The high prevalence of childhood obesity, evident globally in the past decade, is partly due to low physical activity (PA).1 Obesity and low cardiovascular fitness in children may increase the risk of hypertension and hypercholesterolemia during childhood and may contribute to the development of chronic diseases in adulthood, such as hypertension and diabetes.2 Participating in regular PA plays a significant role in the prevention of and decrease in childhood obesity and chronic diseases, thereby contributing to the prevention of chronic diseases later in adulthood.3
Motor skill competence (MSC) is defined in terms of common fundamental motor skills, specifically, the development of object control (e.g., throwing, kicking) and locomotor skills (e.g., running, jumping, hopping).4 The development of MSC has been proposed to be a causal determinant promoting physical fitness, PA behaviors, and health outcomes in childhood, because learning to move is a necessary skill underlying future PA.4, 5 Research has shown that the development of MSC in childhood and adolescence is associated with increased cardiovascular fitness, muscular endurance, muscular strength, PA, and perceived competence.6, 7 Longitudinal data in children also indicate that higher MSC is associated with sustained levels of PA and health-related physical fitness over time.8 However, previous studies targeted only older children and adolescents,9, 10 missing an opportunity to examine PA interventions in early childhood to improve health outcomes in this critical period of child development. Additionally, the study of the correlates and determinants (e.g., cultural contexts) of MSC, PA, and sedentary behavior in childhood has become an emerging trend in the field, because the research investigating such associations in recent years has provided new insights.11, 12, 13
In response, this special topic in the Journal of Sport and Health Science (JSHS) was aimed at examining the effectiveness of PA on MSC, fitness, and health outcomes in early childhood, as well as investigating correlates and determinants of MSC and PA in childhood through experimental and observational research. Specifically, novel database findings from 6 separate studies from Australia, Portugal, and the United States are presented. These studies attempted to (1) explore the effectiveness of various PA programs on preschool children's health-related outcomes, MSC, and perceived competence; (2) provide insight concerning the correlates and determinants of MSC, PA, and sedentary behaviors in children; (3) investigate the current status of MSC and fitness in children across various countries; and (4) provide directions for future research and practice to improve MSC and PA in childhood.

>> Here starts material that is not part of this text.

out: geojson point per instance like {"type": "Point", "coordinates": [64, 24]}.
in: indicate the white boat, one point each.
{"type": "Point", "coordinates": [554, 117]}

1. Intervention effectiveness in preschool children
Available intervention studies on preschool children's PA have yielded inconclusive findings, with some indicating significant increases in PA,14 whereas others suggest no significant differences.15 Additionally, some studies show significant improvements in cardiovascular fitness and decreases in skinfold thickness measurements, but not in body mass index, in experimental compared with control children.14 However, all previous intervention studies have demonstrated positive impacts on some components of MSC.14, 16, 17
The first 2 studies in this special topic investigated the effectiveness of differing PA interventions on preschool children's MSC, perceived competence, and PA. Palmer and colleagues examined the effects of a 5-week motor skill intervention on preschoolers’ MSC (as measured by the Test of Gross Motor Development-3) and accelerometer-determined PA behaviors compared with outdoor free play (i.e., recess). Children in the intervention group demonstrated greater increases in MSC compared with the control group over time. Although there was no group difference in PA, children's PA significantly increased after the intervention. Yet such increases did not translate to more PA outside of the intervention setting. Using exergaming (i.e., active video games) as the intervention channel, Gao et al. examined the effect of a school-based exergaming intervention on preschool children's perceived competence, MSC, and PA compared with usual care (i.e., recess) at school. The researchers observed exergaming to positively affect the promotion of preschool children's moderate-to-vigorous PA (MVPA) at school and to enhance perceived competence and MSC. The preschool years are critical to the development of children's MSC, as their MSC significantly improved even after just 8 weeks. In addition, boys demonstrated higher levels of MVPA than girls at both time points. These 2 studies suggested that implementing a structured PA program beyond regular recess benefited preschool children's MSC and possibly PA at Head Start centers or schools in the United States.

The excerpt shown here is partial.